Case Study: Impact of Underinsurance on Fire Claim Settlement

Background:
In December 2021, one of our apartment clients reported a fire accident that occurred in the basement electrical board room. The estimated loss was approximately ₹75 lakhs. The apartment was insured under a Fire Insurance Policy with a sum insured of ₹100 crores.

Incident Summary:
Following the incident, a survey was conducted by the insurer to assess the damage. Based on the surveyor’s report, the insurer issued a settlement offer of ₹32 lakhs, which came as a surprise to the apartment association, as they had expected a settlement exceeding ₹60 lakhs.

Reason for Reduced Settlement:
The insurer clarified that although the apartment was insured for ₹100 crores, the actual reconstruction value of the property was ₹200 crores at the time of the claim.
This meant the property was underinsured by 50%, triggering the “Average Clause” in the policy — a standard condition in fire insurance.
As a result, only 50% of the assessed loss was payable, leading to a settlement of ₹32 lakhs instead of the full ₹60+ lakhs expected.

Key Learning:
Many apartment associations continue renewing their fire insurance based on outdated property values — often those fixed 8–10 years earlier — without factoring in inflation or appreciation in construction costs. In some cases, values are deliberately reduced to lower premium costs.

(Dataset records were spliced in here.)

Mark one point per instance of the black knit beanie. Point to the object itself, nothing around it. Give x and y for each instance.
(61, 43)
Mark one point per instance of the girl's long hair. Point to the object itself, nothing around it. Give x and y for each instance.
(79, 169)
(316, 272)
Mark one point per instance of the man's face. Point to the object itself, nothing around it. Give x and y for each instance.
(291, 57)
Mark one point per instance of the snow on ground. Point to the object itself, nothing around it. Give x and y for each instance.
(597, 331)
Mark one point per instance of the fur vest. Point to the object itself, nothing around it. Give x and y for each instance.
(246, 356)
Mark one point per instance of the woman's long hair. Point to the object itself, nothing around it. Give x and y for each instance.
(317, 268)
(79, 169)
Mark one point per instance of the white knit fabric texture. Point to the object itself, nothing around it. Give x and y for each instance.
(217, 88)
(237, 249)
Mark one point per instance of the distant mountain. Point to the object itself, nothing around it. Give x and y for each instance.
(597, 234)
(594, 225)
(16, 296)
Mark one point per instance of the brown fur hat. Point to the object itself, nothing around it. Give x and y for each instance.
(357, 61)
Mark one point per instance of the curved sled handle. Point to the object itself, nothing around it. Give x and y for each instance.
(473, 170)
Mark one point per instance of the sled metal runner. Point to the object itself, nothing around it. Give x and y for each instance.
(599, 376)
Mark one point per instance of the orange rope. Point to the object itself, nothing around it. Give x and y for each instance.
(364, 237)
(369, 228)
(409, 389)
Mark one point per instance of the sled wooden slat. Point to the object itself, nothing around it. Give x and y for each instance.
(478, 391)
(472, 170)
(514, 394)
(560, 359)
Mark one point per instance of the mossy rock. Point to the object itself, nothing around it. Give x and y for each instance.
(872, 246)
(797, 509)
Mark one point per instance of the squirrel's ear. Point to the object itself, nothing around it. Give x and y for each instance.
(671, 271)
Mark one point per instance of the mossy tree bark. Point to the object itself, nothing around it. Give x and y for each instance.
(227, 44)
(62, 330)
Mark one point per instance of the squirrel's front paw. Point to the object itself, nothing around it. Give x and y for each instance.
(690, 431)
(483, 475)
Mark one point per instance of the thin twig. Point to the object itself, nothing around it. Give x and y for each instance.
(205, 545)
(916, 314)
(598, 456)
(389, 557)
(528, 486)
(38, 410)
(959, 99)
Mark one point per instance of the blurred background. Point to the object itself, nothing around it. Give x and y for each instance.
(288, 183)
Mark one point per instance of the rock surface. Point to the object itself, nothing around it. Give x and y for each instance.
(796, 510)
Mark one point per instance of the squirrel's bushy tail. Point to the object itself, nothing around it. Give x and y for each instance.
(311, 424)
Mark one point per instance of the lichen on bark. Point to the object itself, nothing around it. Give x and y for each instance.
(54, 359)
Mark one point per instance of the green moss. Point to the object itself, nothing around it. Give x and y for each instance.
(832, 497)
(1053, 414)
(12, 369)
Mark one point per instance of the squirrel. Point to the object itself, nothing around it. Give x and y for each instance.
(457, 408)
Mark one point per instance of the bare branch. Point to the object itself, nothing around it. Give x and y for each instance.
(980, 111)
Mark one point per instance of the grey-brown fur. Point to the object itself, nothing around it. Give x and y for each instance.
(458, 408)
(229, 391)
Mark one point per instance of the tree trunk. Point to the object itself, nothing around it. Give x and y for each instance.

However, this practice leads to underinsurance, which significantly reduces claim payouts during loss situations.

Conclusion:
It is crucial to review and update the sum insured annually to reflect the current reinstatement (reconstruction) value of the property.
Proper valuation ensures adequate protection, prevents disputes during claim settlement, and helps associations recover their losses fully and fairly.